McCreery didn't answer. The man's internal organs were hanging out of his side, and his blood was pouring across the ground. He was conscious and groaning. His eyelids hung halfway closed.
"What ... did they shoot him with?" McCreery asked, sweat beginning to show on his brow. "Did someone call a ... ambulance?"
The call to prayer was starting at a mosque down the street. The words "Allahu Akbar" - God is great - wafted down from a minaret's speakers.
The man looked up at the sky as he heard the words. He repeated the phrase "Ya Allah. Ya Allah. Ya Allah." Oh God. Oh God. Oh God.
He looked at McCreery and raised his finger toward the house in front of him.
"This my house," he said in broken English.
McCreery reached down. With his hands cupped, he shoved the man's organs back into his body and held them in place as Call unwrapped a bandage to put around the hole.
"He's fading, he's fading," McCreery shouted.
Looking into the dying man's eyes, the medic said, "Haji, haji, look at me," using the honorific title reserved for older Muslim men who presumably have gone on Hajj - pilgrimage - to Mecca.
"Why? Why?" asked the man, his eyes beginning to close.
"Haji, I don't know," said McCreery, sweat pouring down his face.
An Iraqi ambulance pulled up and the Humvees followed. They followed the man to the hospital they'd raided a few days earlier. The soldiers filed in and watched as the man died.
Call said nothing.

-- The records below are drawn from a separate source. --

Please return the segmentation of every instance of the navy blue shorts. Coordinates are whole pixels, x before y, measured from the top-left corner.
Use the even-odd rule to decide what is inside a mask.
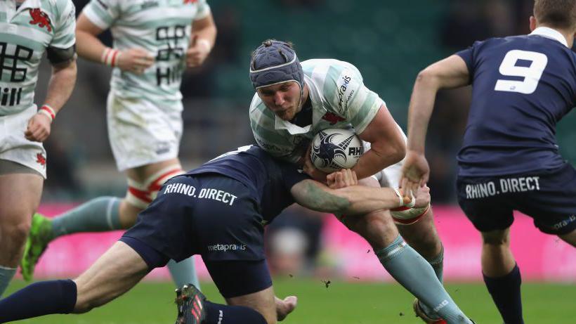
[[[457,189],[460,207],[482,232],[510,227],[514,210],[532,217],[546,233],[576,229],[576,169],[568,163],[511,176],[459,176]]]
[[[201,255],[226,297],[262,290],[272,280],[263,219],[250,193],[240,181],[217,174],[172,178],[120,240],[151,268],[169,259]],[[238,283],[227,280],[223,271]]]

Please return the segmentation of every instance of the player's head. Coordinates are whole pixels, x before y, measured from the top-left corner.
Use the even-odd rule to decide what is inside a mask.
[[[266,107],[282,119],[292,119],[300,110],[304,73],[291,43],[262,42],[252,53],[250,80]]]
[[[534,0],[534,18],[538,25],[576,30],[576,1],[574,0]]]

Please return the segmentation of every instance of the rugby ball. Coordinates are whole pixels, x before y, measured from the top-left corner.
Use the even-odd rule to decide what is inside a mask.
[[[351,169],[364,153],[362,140],[352,129],[323,129],[314,136],[310,160],[317,169],[332,173]]]

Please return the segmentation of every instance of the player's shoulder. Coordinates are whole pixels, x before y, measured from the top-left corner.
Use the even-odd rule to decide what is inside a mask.
[[[76,7],[72,0],[41,0],[39,2],[41,7],[48,9],[58,21],[75,18]]]
[[[266,125],[274,126],[275,117],[274,112],[268,109],[264,103],[258,96],[254,93],[252,101],[250,103],[250,123],[254,126],[258,124],[261,127]]]
[[[313,58],[302,61],[301,65],[304,74],[315,82],[336,81],[343,74],[362,77],[354,65],[334,58]]]

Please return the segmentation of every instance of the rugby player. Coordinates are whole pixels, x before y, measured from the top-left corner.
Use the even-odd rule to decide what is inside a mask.
[[[472,85],[457,155],[458,201],[482,234],[482,272],[506,324],[523,323],[521,275],[510,250],[513,212],[576,246],[576,170],[556,124],[576,105],[576,2],[535,0],[528,35],[476,41],[421,71],[410,100],[402,188],[428,180],[426,129],[440,89]]]
[[[273,159],[257,146],[223,155],[169,180],[136,224],[77,278],[37,283],[0,300],[0,323],[88,311],[126,292],[169,259],[200,254],[228,305],[207,301],[193,286],[185,287],[177,290],[177,323],[274,324],[296,306],[295,297],[275,298],[264,254],[264,226],[282,209],[296,202],[353,217],[429,203],[429,196],[417,202],[398,189],[355,186],[350,170],[330,176],[337,189],[308,179],[294,164]],[[432,267],[400,236],[377,253],[419,298],[441,305],[447,323],[471,323]],[[431,283],[434,290],[419,290],[422,283]]]
[[[97,35],[110,29],[114,48]],[[80,56],[113,67],[107,98],[110,141],[126,197],[100,197],[51,220],[35,215],[22,260],[30,280],[48,242],[64,235],[128,228],[162,184],[183,173],[180,84],[187,67],[201,65],[214,43],[216,27],[206,0],[93,0],[78,18]],[[197,285],[193,260],[169,263],[176,285]]]
[[[42,142],[76,82],[75,24],[70,0],[0,1],[0,295],[40,203],[47,161]],[[45,53],[52,75],[39,108],[34,94]]]
[[[252,54],[250,77],[256,90],[250,105],[250,124],[262,148],[302,165],[308,158],[306,149],[319,131],[353,128],[367,150],[352,169],[359,179],[376,174],[381,186],[398,188],[406,136],[384,101],[364,85],[355,66],[331,59],[301,63],[292,44],[268,40]],[[308,165],[305,171],[308,174],[325,181],[325,174]],[[389,221],[389,213],[339,219],[378,250],[395,238],[387,233],[395,227]],[[430,262],[442,282],[444,252],[432,209],[392,210],[391,215],[402,236]],[[418,301],[414,305],[427,307]]]

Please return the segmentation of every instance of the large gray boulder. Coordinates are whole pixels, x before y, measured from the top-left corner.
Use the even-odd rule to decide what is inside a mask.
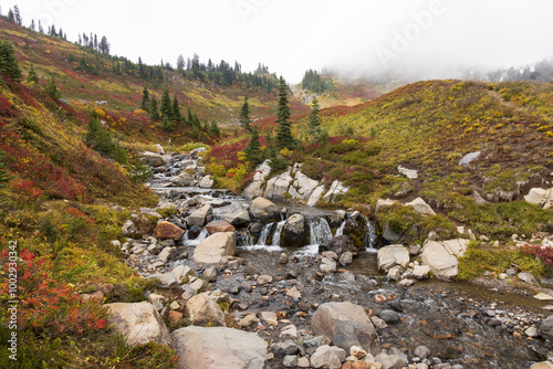
[[[195,210],[186,220],[188,226],[198,225],[204,226],[206,223],[206,217],[211,215],[213,213],[213,209],[211,205],[207,204],[201,207],[200,209]]]
[[[265,363],[265,344],[252,333],[190,326],[171,336],[181,369],[263,369]]]
[[[378,250],[378,268],[388,271],[389,268],[399,265],[404,270],[409,264],[409,250],[403,245],[389,245]]]
[[[280,176],[273,177],[267,182],[267,190],[264,193],[267,199],[284,201],[284,193],[289,193],[290,184],[293,181],[290,171],[291,170],[288,170]]]
[[[365,309],[349,302],[321,305],[313,315],[311,330],[328,337],[346,352],[352,346],[361,346],[372,355],[380,352],[380,339]]]
[[[127,345],[155,342],[171,345],[169,330],[154,305],[143,302],[135,304],[106,304],[115,330],[125,337]]]
[[[237,240],[234,232],[220,232],[201,241],[194,250],[194,261],[198,264],[218,264],[223,256],[236,256]]]
[[[291,247],[301,247],[307,241],[307,224],[305,217],[302,214],[293,214],[290,217],[282,228],[283,244]]]
[[[459,273],[458,257],[465,255],[469,240],[427,241],[422,246],[420,260],[438,277],[455,278]]]
[[[192,326],[226,327],[225,313],[208,294],[201,293],[186,302],[186,309],[190,315]]]
[[[279,208],[271,200],[263,198],[255,198],[251,202],[250,212],[253,218],[262,222],[280,219]]]

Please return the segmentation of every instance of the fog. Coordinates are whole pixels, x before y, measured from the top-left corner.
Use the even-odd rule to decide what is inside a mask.
[[[18,4],[2,1],[2,13]],[[106,35],[112,53],[148,64],[264,63],[289,82],[307,68],[347,77],[460,77],[553,56],[550,0],[25,0],[24,24],[40,19]]]

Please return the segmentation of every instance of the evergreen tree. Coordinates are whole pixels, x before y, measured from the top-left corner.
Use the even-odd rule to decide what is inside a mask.
[[[288,107],[288,86],[284,78],[281,76],[279,82],[279,109],[276,112],[276,146],[280,149],[293,148],[294,138],[292,137],[292,127],[290,119],[290,108]]]
[[[313,144],[316,144],[321,136],[321,117],[319,116],[319,102],[316,97],[311,102],[311,114],[307,122],[307,129],[313,137]]]
[[[140,103],[140,109],[145,112],[149,112],[150,105],[149,105],[149,92],[148,87],[144,86],[144,89],[142,91],[142,103]]]
[[[243,98],[243,105],[242,109],[240,110],[240,117],[238,118],[240,122],[240,125],[246,129],[246,130],[251,130],[250,129],[250,106],[248,105],[248,96]]]
[[[164,94],[161,95],[161,118],[164,119],[173,119],[173,104],[171,104],[171,98],[169,97],[169,88],[165,86],[164,88]]]
[[[152,119],[159,119],[159,110],[157,108],[157,98],[156,96],[152,96],[149,99],[149,116]]]
[[[58,86],[55,85],[55,77],[53,75],[48,77],[46,82],[46,94],[52,98],[60,98],[60,92],[58,91]]]
[[[39,83],[39,75],[34,70],[34,64],[31,63],[31,67],[29,68],[29,74],[27,75],[27,82],[29,83]]]
[[[173,118],[175,122],[182,120],[182,114],[180,114],[180,107],[178,106],[177,94],[173,96]]]
[[[209,130],[211,130],[211,133],[217,137],[221,137],[221,129],[219,129],[219,126],[217,125],[217,123],[215,123],[215,120],[211,122],[211,127],[209,128]]]
[[[250,166],[252,167],[255,167],[258,164],[263,161],[259,145],[258,127],[252,127],[251,129],[250,141],[246,147],[246,159],[250,162]]]
[[[15,59],[15,52],[7,39],[0,43],[0,72],[14,81],[21,78],[21,70]]]

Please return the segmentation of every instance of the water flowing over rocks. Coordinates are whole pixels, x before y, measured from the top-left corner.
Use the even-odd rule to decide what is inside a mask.
[[[124,225],[127,240],[113,247],[140,275],[159,281],[144,295],[150,303],[140,303],[150,315],[173,328],[198,325],[173,333],[179,368],[526,369],[546,360],[544,314],[495,301],[503,295],[480,298],[481,291],[469,294],[457,283],[418,282],[455,275],[467,240],[429,235],[436,241],[422,247],[377,251],[380,226],[352,209],[289,202],[284,211],[261,193],[250,201],[225,190],[176,187],[173,179],[182,172],[197,183],[207,177],[201,158],[168,152],[159,159],[152,180],[158,208],[134,213]],[[260,190],[270,172],[264,165],[254,176]],[[300,166],[286,173],[293,179],[288,192],[299,201],[310,191],[310,198],[328,192],[303,177]],[[160,222],[185,233],[158,238]],[[512,268],[508,281],[518,278]]]

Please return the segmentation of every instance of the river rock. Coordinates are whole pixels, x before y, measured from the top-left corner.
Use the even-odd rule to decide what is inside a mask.
[[[263,369],[264,341],[255,334],[215,327],[186,327],[173,333],[178,368]]]
[[[313,315],[311,330],[347,351],[352,346],[361,346],[373,355],[380,351],[378,335],[364,308],[349,302],[321,305]]]
[[[263,198],[255,198],[251,202],[250,212],[253,218],[262,222],[280,219],[279,208],[272,201]]]
[[[206,176],[200,180],[200,182],[198,183],[198,187],[211,188],[211,187],[213,187],[213,184],[215,184],[215,181],[211,179],[211,176]]]
[[[469,242],[465,239],[426,242],[420,254],[422,264],[438,277],[453,278],[458,274],[457,257],[465,255]]]
[[[409,264],[409,251],[400,244],[389,245],[378,250],[377,259],[379,270],[388,271],[396,265],[406,268]]]
[[[217,264],[223,256],[237,255],[233,232],[215,233],[201,241],[194,250],[194,261],[199,264]]]
[[[237,212],[222,215],[222,220],[234,226],[244,226],[250,223],[250,214],[248,213],[248,210],[242,209]]]
[[[206,223],[206,217],[211,215],[213,213],[213,209],[211,205],[204,205],[200,209],[195,210],[186,220],[188,226],[198,225],[204,226]]]
[[[190,298],[186,303],[186,309],[190,314],[190,324],[192,326],[227,326],[225,313],[213,299],[209,298],[207,293]]]
[[[237,229],[229,222],[220,220],[208,223],[206,225],[206,230],[208,231],[209,234],[213,234],[219,232],[234,232]]]
[[[332,251],[340,257],[345,252],[356,252],[357,249],[355,249],[355,245],[353,244],[349,236],[343,234],[325,241],[322,245],[319,245],[320,253],[323,253],[325,251]]]
[[[315,190],[313,190],[313,193],[311,193],[311,197],[307,200],[307,207],[316,205],[323,193],[324,193],[324,186],[319,186]]]
[[[323,345],[311,356],[312,368],[341,369],[345,361],[345,351],[340,347]]]
[[[180,240],[182,234],[185,231],[181,228],[166,221],[157,222],[154,229],[154,238],[158,240]]]
[[[171,345],[169,330],[154,305],[142,302],[135,304],[115,303],[104,307],[111,315],[115,330],[125,337],[127,345],[155,342]]]
[[[349,188],[345,187],[341,181],[336,179],[334,182],[332,182],[328,192],[324,194],[323,200],[326,203],[334,203],[334,200],[337,196],[345,194],[348,191]]]
[[[290,194],[290,183],[292,183],[293,178],[290,176],[290,169],[282,175],[271,178],[267,182],[267,189],[264,193],[264,198],[284,201],[284,193]]]
[[[407,202],[405,205],[413,207],[420,215],[436,215],[432,208],[430,208],[430,205],[421,198],[416,198],[411,202]]]
[[[307,226],[302,214],[290,217],[282,228],[282,242],[286,246],[301,247],[307,241]]]

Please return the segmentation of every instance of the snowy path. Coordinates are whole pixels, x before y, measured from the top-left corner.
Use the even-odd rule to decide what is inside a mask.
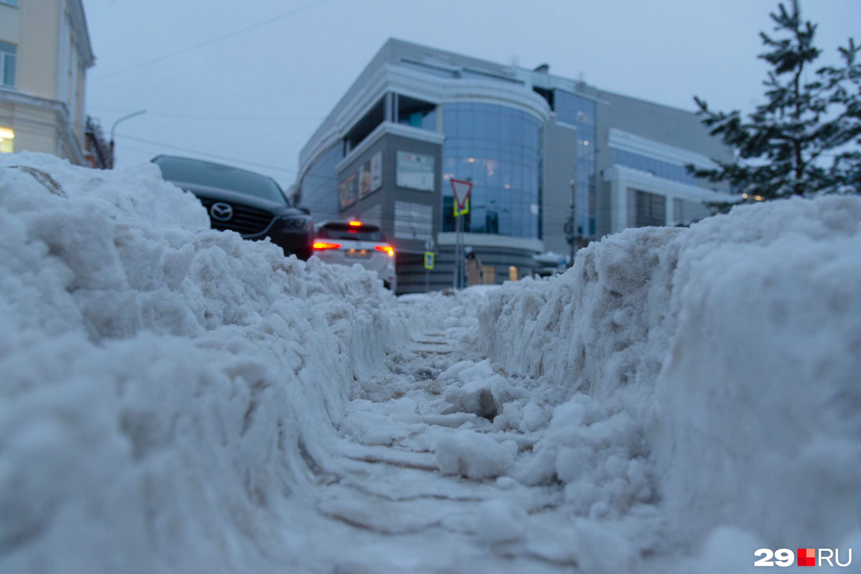
[[[152,164],[0,156],[0,572],[724,574],[861,547],[858,198],[395,299],[209,229]]]
[[[582,548],[575,556],[574,525],[555,511],[562,486],[498,476],[542,433],[505,432],[493,423],[501,413],[465,412],[492,411],[494,386],[547,390],[481,363],[469,336],[476,323],[449,318],[456,326],[390,349],[387,372],[362,381],[367,398],[347,406],[338,456],[325,467],[307,458],[321,486],[318,512],[349,527],[331,530],[342,539],[332,546],[334,571],[583,571],[577,565],[590,562]],[[625,568],[627,559],[611,562]]]

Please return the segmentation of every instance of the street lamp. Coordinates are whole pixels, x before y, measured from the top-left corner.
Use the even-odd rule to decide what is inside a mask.
[[[129,114],[128,115],[124,115],[116,121],[115,121],[114,125],[110,127],[110,169],[111,170],[114,169],[114,130],[116,129],[116,125],[121,121],[128,120],[129,118],[133,118],[136,115],[140,115],[141,114],[146,114],[146,109],[140,109],[135,112],[134,114]]]

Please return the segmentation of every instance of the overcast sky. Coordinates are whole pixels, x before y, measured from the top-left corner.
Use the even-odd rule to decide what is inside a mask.
[[[524,67],[546,62],[551,73],[583,74],[601,89],[684,109],[694,109],[697,95],[715,109],[750,110],[762,99],[767,69],[755,57],[763,51],[759,32],[771,30],[768,14],[777,2],[84,5],[96,55],[87,77],[88,113],[108,132],[119,117],[147,110],[117,127],[118,167],[171,153],[265,173],[286,188],[294,182],[300,149],[391,36],[505,64],[516,57]],[[819,24],[821,63],[836,62],[836,48],[849,36],[861,40],[858,0],[806,0],[802,9]]]

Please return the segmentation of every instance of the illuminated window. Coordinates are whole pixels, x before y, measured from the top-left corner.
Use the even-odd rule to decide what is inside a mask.
[[[0,42],[0,84],[15,86],[15,59],[18,46]]]
[[[10,127],[0,127],[0,153],[12,153],[15,131]]]

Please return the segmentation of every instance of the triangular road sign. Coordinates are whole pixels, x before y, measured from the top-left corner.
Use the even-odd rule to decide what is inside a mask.
[[[451,189],[455,192],[455,203],[457,204],[455,211],[462,211],[469,199],[469,192],[473,190],[473,182],[452,177]]]

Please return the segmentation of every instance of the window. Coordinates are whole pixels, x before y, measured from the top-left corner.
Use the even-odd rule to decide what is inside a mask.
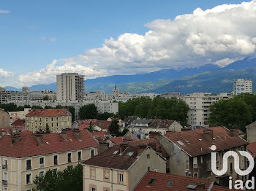
[[[53,156],[53,164],[55,165],[58,165],[58,155]]]
[[[39,176],[42,178],[44,176],[44,171],[39,171]]]
[[[95,179],[96,178],[95,168],[90,168],[90,174],[91,174],[91,179]]]
[[[31,170],[31,159],[28,159],[26,161],[26,170]]]
[[[45,165],[45,158],[44,157],[39,158],[39,168],[44,167],[44,165]]]
[[[26,175],[26,184],[29,184],[31,183],[31,174],[27,174]]]
[[[118,184],[123,184],[124,174],[122,173],[118,173]]]
[[[81,160],[82,152],[80,151],[78,152],[78,160]]]
[[[104,170],[104,180],[109,181],[109,171],[108,170]]]
[[[91,157],[94,157],[94,149],[91,149]]]
[[[67,163],[71,163],[71,153],[67,153]]]

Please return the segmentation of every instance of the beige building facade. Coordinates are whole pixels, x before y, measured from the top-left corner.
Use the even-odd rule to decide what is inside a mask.
[[[76,132],[78,133],[78,132]],[[10,137],[10,135],[5,135],[0,139],[0,147],[5,145],[6,141],[12,141],[12,147],[20,148],[21,144],[23,144],[23,149],[26,149],[28,145],[26,142],[30,142],[32,139],[34,139],[39,146],[31,144],[30,147],[34,147],[34,149],[41,149],[39,152],[34,152],[28,149],[27,151],[17,151],[19,153],[10,154],[7,149],[1,151],[0,154],[0,190],[3,191],[32,191],[35,187],[33,181],[36,176],[42,176],[49,169],[56,169],[56,171],[62,171],[69,165],[75,165],[82,160],[87,160],[98,153],[98,143],[91,136],[88,131],[84,130],[80,135],[82,141],[85,144],[80,147],[79,141],[75,140],[73,136],[73,132],[66,132],[67,139],[62,138],[60,133],[53,133],[42,135],[42,141],[39,135],[24,131],[21,134],[21,139],[15,139],[16,142],[13,142]],[[63,134],[64,134],[63,133]],[[8,137],[9,136],[9,137]],[[64,136],[63,136],[64,137]],[[15,138],[12,138],[15,139]],[[24,139],[24,140],[22,140]],[[59,140],[57,146],[54,139],[62,140],[64,145]],[[68,147],[71,144],[72,139],[73,146]],[[91,143],[89,143],[86,139],[89,139]],[[57,141],[57,140],[56,140]],[[70,143],[69,143],[70,142]],[[9,144],[10,145],[10,143]],[[59,152],[54,149],[48,149],[50,147],[61,147]],[[61,148],[63,147],[63,148]],[[24,148],[25,147],[25,148]],[[59,148],[60,148],[59,147]],[[13,149],[12,148],[11,149]],[[42,150],[46,150],[42,152]],[[23,153],[22,153],[22,152]],[[29,155],[35,152],[34,155]]]
[[[72,127],[72,114],[66,109],[34,109],[26,115],[26,130],[35,132],[48,126],[51,133]]]

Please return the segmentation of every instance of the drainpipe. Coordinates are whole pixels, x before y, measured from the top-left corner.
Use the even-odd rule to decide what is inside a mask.
[[[111,191],[113,191],[113,169],[111,169]]]

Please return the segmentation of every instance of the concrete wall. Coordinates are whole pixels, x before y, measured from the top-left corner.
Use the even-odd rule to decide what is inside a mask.
[[[5,112],[0,109],[0,128],[10,127],[10,116],[7,112]]]

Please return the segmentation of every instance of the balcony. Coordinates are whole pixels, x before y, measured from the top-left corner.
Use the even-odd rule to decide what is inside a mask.
[[[7,185],[8,185],[8,182],[7,182],[7,180],[3,180],[3,181],[2,181],[2,183],[3,183],[3,185],[4,185],[4,186],[7,186]]]
[[[3,169],[3,170],[8,170],[8,166],[7,166],[7,165],[3,165],[2,169]]]

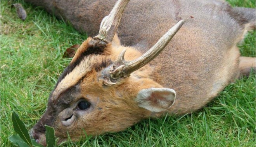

McCreery, a 35-year-old former foundry worker from Levering, Mich., walked toward a wall, alone. He looked at the dead man for a moment and wiped tears from his eyes.
A few days later, Call's commander asked him to take pictures of the entrails left by the man Pena had shot, identified as Wissam Abbas, age 31, to document that Abbas was inside the sign warning of deadly force.
McHenry, who was driving, told him, "There's not going to be much left, sir. The dogs will have eaten all of it."
Pena was up on the schoolhouse roof manning the same .50-caliber machine gun. He didn't say a word about the man he'd killed. As he stared at a patch of earth in front of him, at Samarra and its wreckage, he couldn't contain his frustration.
"No one told me why I'm putting my life on the line in Samarra, and you know why they didn't?" Pena asked. "Because there is no f------ reason."
And does anybody think a few soccer balls are going to make up for this?